WASHINGTON (Reuters) - U.S. Securities and Exchange Commissioner Rob Jackson told Reuters on Tuesday that he supports so-called direct listings as a way to help bring down the excessive fees companies pay to Wall Street banks in order to go public.
His comments come as staff at the SEC, the top U.S. securities regulator, weigh a proposal by the New York Stock Exchange for a rule change that would allow more companies to go public without using banks to underwrite the transaction.
Jackson, a Democratic commissioner who was a capital markets banker early in his career, said he could not comment on the NYSE’s specific proposal but that he generally welcomed innovations that could reduce the 7% fee companies raising less than $1 billion typically pay to Wall Street banks to go public.

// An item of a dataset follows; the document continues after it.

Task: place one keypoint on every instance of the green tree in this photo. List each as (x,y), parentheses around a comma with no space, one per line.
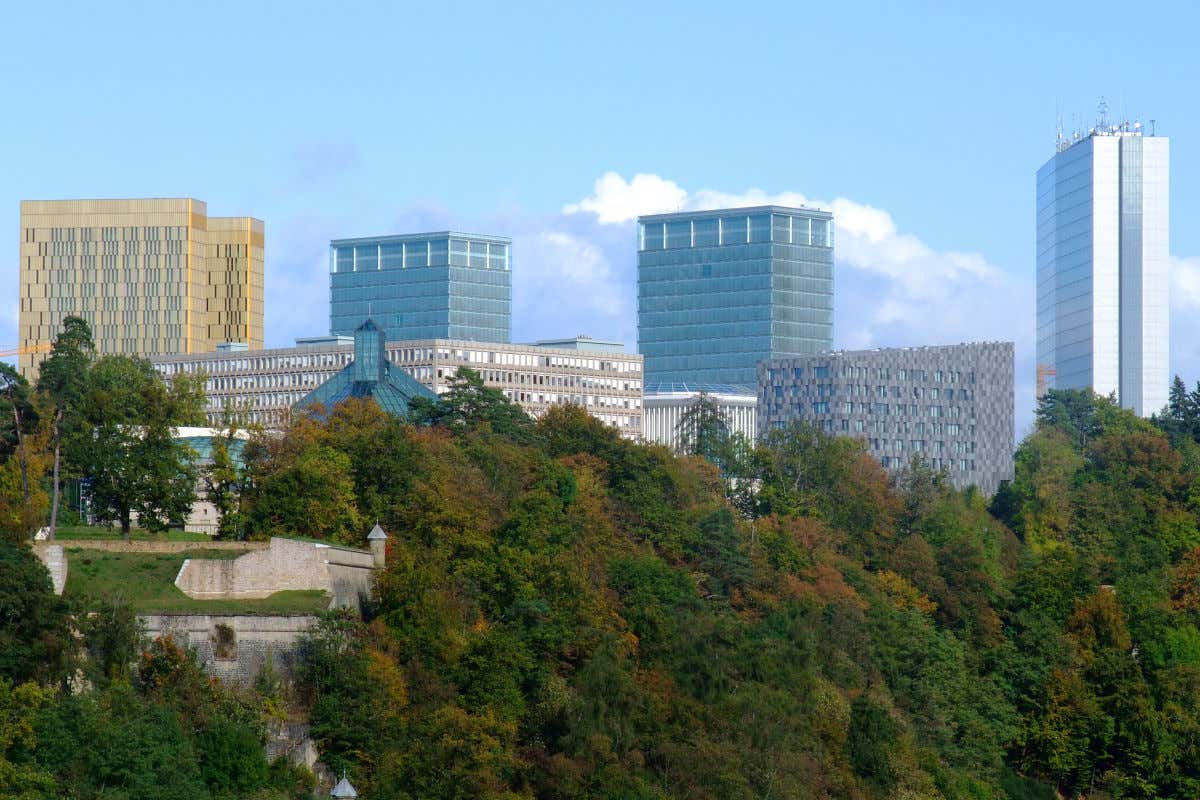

That fee, which has remained unchanged for two decades according to research conducted by Jackson’s office, is a major obstacle for middle-market companies looking to list, he said.
“In the modern world we live in, where everything costs less, it is astonishing that we charge a 7% tax to give people access to the public capital markets of the United States,” Jackson said. He also rejected the claim frequently made by corporate lobbyists that red tape is the main reason the number of public companies has declined over the past 20 years.
“The good news is I think people are starting to compete, and direct listings is the beginning of what I hope will be a lot of innovation in the space,” Jackson said.
In 2018, music streaming business Spotify Technology SA launched a direct listing, followed in 2019 by communication platform Slack Technologies Inc. Both had successful market debuts, but their share prices have since struggled.
One advantage of the direct listings is that the companies paid less in fees to Wall Street banks than in a traditional IPO. Critics, though, worry that direct listings could weaken investor protections, since banks also act as gatekeepers helping to spot fraudulent would-be issuers.
Jackson, who has established himself as a vocal advocate for investor rights during his two years at the SEC, acknowledged that “trade off” and said he would want to see details on how any direct listing rule change would protect investors.
“What we’ll need is a solution that’s robust and protects investors,” he said.